Zip Co is a leading payment and credit solution provider based out of Australia. They are on a mission to simplify how customers everywhere pay with fast, fair and seamless payment solutions online and in-store.


Financial Services

Vertical Use Case

Payment Service – Provides credit and risk analysis of applicants by using credit profiles like bank statements and other data to predict who is credit worthy.

Technical Use Case

  • Data Ingest and ETL
  • Machine Learning

The Challenges

Zip Co’s data science and engineering teams model large volumes of financial data (e.g. bank statements, transactions, etc) to predict credit risk. Complex architectures and data prep workflows delayed time-to-insight and drove up costs. Challenges included:

  • Managing infrastructure and clusters required significant DevOps effort from engineering team.
  • Using EMR to build ETL pipelines was highly complex and very costly due to the lack of features such as auto-scale and auto-shutdown.
  • Frequently experienced EMR clusters terminate in error when trying to auto-scale to support exploration.
  • Data preparation to build and train machine learning models time consuming and resource intensive.

The Solution

Databricks provides Zip Co with a unified analytics platform that simplifies operations and accelerates data preparation to accelerate data science driven innovation.

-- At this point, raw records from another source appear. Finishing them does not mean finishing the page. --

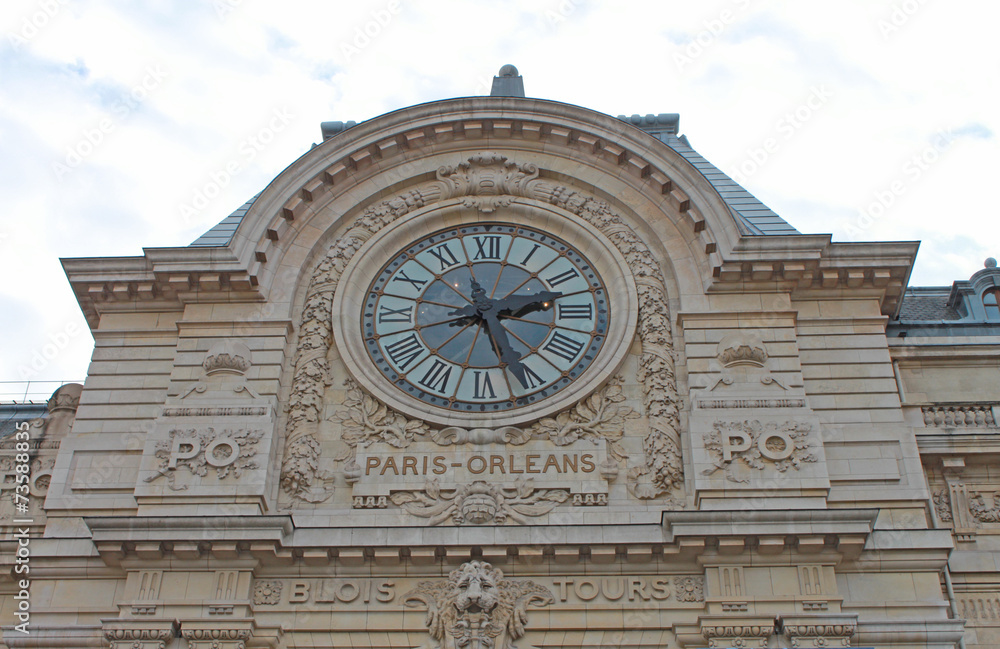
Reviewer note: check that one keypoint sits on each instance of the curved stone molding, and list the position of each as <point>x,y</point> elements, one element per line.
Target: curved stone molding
<point>227,357</point>
<point>480,503</point>
<point>477,607</point>
<point>741,349</point>
<point>486,178</point>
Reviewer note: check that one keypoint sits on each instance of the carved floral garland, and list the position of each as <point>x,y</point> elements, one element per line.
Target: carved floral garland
<point>487,181</point>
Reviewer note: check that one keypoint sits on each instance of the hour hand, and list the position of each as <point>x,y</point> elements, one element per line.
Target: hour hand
<point>506,353</point>
<point>467,311</point>
<point>514,303</point>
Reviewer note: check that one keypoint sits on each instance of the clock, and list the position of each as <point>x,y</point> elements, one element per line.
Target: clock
<point>459,320</point>
<point>485,317</point>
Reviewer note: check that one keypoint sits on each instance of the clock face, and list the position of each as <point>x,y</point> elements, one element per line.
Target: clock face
<point>486,317</point>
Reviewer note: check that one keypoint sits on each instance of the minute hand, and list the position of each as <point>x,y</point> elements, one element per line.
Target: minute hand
<point>514,303</point>
<point>499,337</point>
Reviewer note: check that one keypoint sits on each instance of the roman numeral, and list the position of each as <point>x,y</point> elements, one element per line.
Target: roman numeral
<point>483,384</point>
<point>386,314</point>
<point>444,255</point>
<point>403,277</point>
<point>530,253</point>
<point>487,247</point>
<point>437,377</point>
<point>564,346</point>
<point>562,277</point>
<point>575,311</point>
<point>403,351</point>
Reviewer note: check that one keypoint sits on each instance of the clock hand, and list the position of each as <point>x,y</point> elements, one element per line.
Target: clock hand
<point>514,303</point>
<point>507,354</point>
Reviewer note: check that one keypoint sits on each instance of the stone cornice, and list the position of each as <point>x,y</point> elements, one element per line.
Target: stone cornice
<point>165,279</point>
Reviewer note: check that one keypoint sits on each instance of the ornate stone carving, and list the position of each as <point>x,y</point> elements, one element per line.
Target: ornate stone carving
<point>267,592</point>
<point>229,452</point>
<point>784,446</point>
<point>138,638</point>
<point>365,420</point>
<point>741,349</point>
<point>662,469</point>
<point>480,503</point>
<point>504,435</point>
<point>300,475</point>
<point>599,416</point>
<point>737,635</point>
<point>489,180</point>
<point>820,635</point>
<point>980,606</point>
<point>942,505</point>
<point>689,589</point>
<point>477,607</point>
<point>967,416</point>
<point>983,512</point>
<point>216,638</point>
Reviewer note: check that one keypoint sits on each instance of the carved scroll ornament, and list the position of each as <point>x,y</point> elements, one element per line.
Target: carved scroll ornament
<point>488,180</point>
<point>480,503</point>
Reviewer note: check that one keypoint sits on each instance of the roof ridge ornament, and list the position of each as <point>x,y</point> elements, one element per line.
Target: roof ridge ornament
<point>508,83</point>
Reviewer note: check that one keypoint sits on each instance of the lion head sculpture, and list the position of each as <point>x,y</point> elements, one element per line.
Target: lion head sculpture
<point>475,585</point>
<point>477,602</point>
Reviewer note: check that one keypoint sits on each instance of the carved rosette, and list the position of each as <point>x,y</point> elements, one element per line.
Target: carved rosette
<point>689,589</point>
<point>487,181</point>
<point>267,592</point>
<point>477,607</point>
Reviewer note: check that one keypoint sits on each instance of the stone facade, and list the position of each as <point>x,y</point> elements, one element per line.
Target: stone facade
<point>749,460</point>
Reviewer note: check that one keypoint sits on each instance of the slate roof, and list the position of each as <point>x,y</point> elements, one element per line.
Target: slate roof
<point>222,233</point>
<point>753,217</point>
<point>927,304</point>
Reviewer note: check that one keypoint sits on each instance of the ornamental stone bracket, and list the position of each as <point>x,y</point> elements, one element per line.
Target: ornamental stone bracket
<point>138,634</point>
<point>213,443</point>
<point>230,634</point>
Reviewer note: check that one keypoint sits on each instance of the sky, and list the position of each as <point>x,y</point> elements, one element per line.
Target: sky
<point>121,122</point>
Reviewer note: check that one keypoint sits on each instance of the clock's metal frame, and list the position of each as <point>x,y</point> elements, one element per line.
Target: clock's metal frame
<point>352,298</point>
<point>502,346</point>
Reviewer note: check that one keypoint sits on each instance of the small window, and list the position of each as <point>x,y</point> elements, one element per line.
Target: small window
<point>991,300</point>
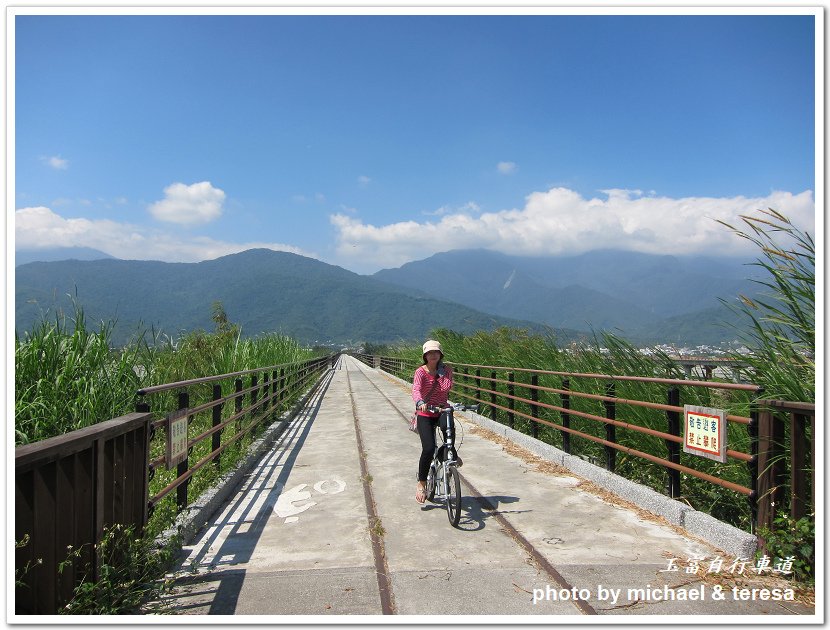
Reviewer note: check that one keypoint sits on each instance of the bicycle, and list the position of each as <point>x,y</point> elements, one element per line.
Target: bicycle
<point>443,481</point>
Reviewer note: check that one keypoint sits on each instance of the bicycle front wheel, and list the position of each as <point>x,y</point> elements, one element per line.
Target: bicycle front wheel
<point>453,486</point>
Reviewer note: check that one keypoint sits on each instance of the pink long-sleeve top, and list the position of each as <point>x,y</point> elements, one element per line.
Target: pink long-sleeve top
<point>423,382</point>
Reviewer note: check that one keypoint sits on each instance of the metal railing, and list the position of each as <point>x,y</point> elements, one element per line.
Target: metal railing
<point>257,396</point>
<point>68,489</point>
<point>577,410</point>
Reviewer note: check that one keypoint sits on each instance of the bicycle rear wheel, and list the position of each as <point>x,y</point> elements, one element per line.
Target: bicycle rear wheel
<point>453,487</point>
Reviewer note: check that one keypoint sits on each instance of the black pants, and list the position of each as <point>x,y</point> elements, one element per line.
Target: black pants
<point>426,429</point>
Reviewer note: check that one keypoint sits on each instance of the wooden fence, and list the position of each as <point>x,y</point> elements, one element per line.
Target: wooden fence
<point>583,412</point>
<point>67,490</point>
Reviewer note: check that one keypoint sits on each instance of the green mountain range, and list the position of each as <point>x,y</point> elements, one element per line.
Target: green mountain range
<point>262,290</point>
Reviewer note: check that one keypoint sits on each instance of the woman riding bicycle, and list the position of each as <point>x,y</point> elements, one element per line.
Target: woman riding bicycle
<point>430,387</point>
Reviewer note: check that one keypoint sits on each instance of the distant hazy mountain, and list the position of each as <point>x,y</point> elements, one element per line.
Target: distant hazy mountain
<point>23,256</point>
<point>263,290</point>
<point>644,297</point>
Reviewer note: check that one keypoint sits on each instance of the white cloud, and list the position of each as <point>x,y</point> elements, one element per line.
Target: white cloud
<point>189,205</point>
<point>56,162</point>
<point>41,228</point>
<point>560,221</point>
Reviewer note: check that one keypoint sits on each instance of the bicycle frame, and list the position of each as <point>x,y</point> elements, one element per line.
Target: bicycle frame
<point>446,486</point>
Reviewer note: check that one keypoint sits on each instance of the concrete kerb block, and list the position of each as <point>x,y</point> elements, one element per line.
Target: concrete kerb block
<point>193,518</point>
<point>723,536</point>
<point>717,533</point>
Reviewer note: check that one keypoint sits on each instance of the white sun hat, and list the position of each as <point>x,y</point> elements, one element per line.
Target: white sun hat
<point>432,345</point>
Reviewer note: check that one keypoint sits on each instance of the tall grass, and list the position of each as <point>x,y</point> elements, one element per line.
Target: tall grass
<point>68,377</point>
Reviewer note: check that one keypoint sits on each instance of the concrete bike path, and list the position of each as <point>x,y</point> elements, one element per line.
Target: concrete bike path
<point>294,539</point>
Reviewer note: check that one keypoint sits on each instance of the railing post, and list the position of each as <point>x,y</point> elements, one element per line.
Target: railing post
<point>181,469</point>
<point>566,417</point>
<point>493,397</point>
<point>275,406</point>
<point>216,438</point>
<point>281,395</point>
<point>799,445</point>
<point>673,417</point>
<point>237,401</point>
<point>254,397</point>
<point>534,408</point>
<point>610,429</point>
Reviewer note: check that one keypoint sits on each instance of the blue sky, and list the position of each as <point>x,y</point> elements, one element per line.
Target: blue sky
<point>371,140</point>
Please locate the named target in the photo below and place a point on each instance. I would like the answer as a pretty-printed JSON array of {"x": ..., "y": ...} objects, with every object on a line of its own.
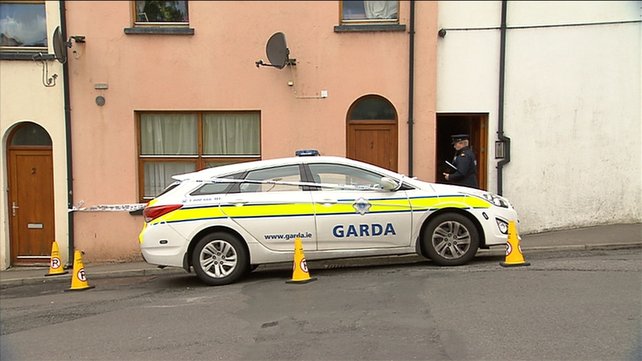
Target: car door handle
[{"x": 327, "y": 202}]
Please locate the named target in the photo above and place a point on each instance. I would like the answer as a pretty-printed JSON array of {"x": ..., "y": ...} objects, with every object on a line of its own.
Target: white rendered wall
[{"x": 572, "y": 104}]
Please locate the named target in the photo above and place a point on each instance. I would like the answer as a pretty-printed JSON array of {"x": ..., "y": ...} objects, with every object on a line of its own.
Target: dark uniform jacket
[{"x": 466, "y": 174}]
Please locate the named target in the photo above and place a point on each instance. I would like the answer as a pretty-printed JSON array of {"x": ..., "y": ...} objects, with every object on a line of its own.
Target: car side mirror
[{"x": 389, "y": 184}]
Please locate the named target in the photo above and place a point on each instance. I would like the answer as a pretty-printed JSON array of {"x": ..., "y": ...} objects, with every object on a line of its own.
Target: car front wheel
[
  {"x": 219, "y": 259},
  {"x": 451, "y": 239}
]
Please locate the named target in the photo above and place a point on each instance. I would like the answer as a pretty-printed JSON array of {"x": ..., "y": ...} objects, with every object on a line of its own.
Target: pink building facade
[{"x": 149, "y": 98}]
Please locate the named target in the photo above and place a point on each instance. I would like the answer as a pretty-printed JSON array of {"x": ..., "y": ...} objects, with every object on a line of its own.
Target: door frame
[
  {"x": 379, "y": 125},
  {"x": 13, "y": 151},
  {"x": 473, "y": 124}
]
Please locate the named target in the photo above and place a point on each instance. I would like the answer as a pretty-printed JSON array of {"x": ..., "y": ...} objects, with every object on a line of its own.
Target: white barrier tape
[{"x": 110, "y": 208}]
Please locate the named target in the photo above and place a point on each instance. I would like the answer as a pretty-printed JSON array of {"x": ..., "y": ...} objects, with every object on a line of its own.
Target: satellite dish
[
  {"x": 60, "y": 46},
  {"x": 277, "y": 50}
]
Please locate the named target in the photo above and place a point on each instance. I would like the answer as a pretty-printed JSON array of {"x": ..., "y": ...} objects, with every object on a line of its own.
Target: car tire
[
  {"x": 220, "y": 258},
  {"x": 450, "y": 239}
]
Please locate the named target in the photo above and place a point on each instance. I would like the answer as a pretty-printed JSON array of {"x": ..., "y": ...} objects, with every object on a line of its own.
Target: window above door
[
  {"x": 364, "y": 15},
  {"x": 160, "y": 17},
  {"x": 23, "y": 26}
]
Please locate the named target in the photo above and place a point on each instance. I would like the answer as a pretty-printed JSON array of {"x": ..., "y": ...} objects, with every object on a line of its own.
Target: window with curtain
[
  {"x": 23, "y": 26},
  {"x": 156, "y": 12},
  {"x": 363, "y": 11},
  {"x": 175, "y": 143}
]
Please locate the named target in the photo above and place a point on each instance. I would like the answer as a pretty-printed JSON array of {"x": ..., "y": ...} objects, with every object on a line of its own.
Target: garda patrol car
[{"x": 224, "y": 221}]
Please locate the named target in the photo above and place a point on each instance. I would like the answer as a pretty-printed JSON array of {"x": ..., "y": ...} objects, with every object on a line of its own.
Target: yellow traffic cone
[
  {"x": 79, "y": 278},
  {"x": 300, "y": 273},
  {"x": 514, "y": 256},
  {"x": 55, "y": 265}
]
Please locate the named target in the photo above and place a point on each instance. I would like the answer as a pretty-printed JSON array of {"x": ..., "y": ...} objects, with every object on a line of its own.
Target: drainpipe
[
  {"x": 411, "y": 85},
  {"x": 500, "y": 114},
  {"x": 70, "y": 182}
]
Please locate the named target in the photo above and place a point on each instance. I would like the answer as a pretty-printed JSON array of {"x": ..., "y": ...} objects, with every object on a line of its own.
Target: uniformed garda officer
[{"x": 464, "y": 161}]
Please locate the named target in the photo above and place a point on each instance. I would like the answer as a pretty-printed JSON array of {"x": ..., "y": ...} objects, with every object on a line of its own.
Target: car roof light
[{"x": 307, "y": 153}]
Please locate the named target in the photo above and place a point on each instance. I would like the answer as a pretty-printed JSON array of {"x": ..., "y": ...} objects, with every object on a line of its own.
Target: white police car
[{"x": 223, "y": 221}]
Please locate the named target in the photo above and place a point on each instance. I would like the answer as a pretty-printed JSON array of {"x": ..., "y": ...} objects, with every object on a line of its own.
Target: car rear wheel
[
  {"x": 219, "y": 259},
  {"x": 451, "y": 239}
]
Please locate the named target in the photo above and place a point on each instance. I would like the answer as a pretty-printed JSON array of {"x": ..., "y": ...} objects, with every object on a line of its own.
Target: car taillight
[{"x": 151, "y": 213}]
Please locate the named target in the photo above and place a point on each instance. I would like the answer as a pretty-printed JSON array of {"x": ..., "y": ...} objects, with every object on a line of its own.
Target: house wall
[
  {"x": 214, "y": 69},
  {"x": 23, "y": 98},
  {"x": 572, "y": 103}
]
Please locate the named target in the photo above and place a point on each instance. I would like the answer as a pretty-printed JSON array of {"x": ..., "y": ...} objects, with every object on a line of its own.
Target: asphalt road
[{"x": 565, "y": 306}]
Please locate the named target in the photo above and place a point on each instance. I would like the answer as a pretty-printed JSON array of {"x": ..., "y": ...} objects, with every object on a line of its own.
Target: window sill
[
  {"x": 358, "y": 28},
  {"x": 15, "y": 55},
  {"x": 159, "y": 31}
]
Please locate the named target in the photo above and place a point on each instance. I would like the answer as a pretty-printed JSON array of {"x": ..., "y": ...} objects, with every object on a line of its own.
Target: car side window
[
  {"x": 272, "y": 180},
  {"x": 218, "y": 187},
  {"x": 343, "y": 175}
]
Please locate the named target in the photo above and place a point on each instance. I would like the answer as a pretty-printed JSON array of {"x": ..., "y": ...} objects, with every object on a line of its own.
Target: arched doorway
[
  {"x": 372, "y": 132},
  {"x": 31, "y": 194}
]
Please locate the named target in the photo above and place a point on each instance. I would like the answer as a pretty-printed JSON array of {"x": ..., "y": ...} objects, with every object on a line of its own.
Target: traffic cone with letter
[
  {"x": 79, "y": 278},
  {"x": 55, "y": 265},
  {"x": 514, "y": 256},
  {"x": 300, "y": 272}
]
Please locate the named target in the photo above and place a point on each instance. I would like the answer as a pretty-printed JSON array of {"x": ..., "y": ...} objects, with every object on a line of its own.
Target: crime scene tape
[{"x": 108, "y": 208}]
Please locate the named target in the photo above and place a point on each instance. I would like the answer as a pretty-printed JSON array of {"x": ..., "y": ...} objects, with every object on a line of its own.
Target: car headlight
[
  {"x": 502, "y": 225},
  {"x": 499, "y": 201}
]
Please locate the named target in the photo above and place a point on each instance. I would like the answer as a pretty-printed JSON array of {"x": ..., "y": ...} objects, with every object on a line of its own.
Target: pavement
[{"x": 617, "y": 236}]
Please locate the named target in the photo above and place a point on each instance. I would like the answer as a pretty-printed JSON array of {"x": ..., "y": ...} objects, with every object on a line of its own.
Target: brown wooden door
[
  {"x": 373, "y": 142},
  {"x": 31, "y": 205}
]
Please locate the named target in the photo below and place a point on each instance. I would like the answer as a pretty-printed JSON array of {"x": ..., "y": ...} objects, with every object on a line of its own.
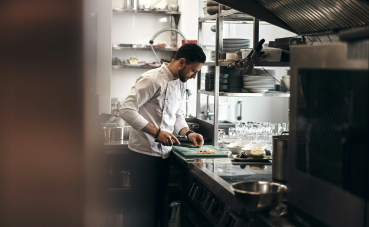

  • Fully migrated both interactive and automated workloads from EMR to Databricks
  • Automated cluster management simplifies provisioning of compute resources, allowing ETL work to get started promptly and providing data scientists control over their own workloads with ease.
  • Auto-scaling, Spot Instances, and Auto-shutdown features reduced compute costs for ETL workloads

The Results

  • Able to reduce total Spark cluster cost for by 65% in four months, including both AWS and Databricks charges.
  • Databricks clusters spin up in less than 3 minutes compared to a minimum of 12 minutes and sometimes up to 20 minutes on EMR
  • The combination of autoscaling, spot-pricing and auto-termination timeout settings allow us to maximize utilization of compute while minimizing money spent on idle resources.

The combination of autoscaling, spot-pricing and auto-termination has allowed us to maximize utilization of compute while minimizing money spent on idle resources.

Yiting Shan, Big Data Engineer at Zip Co.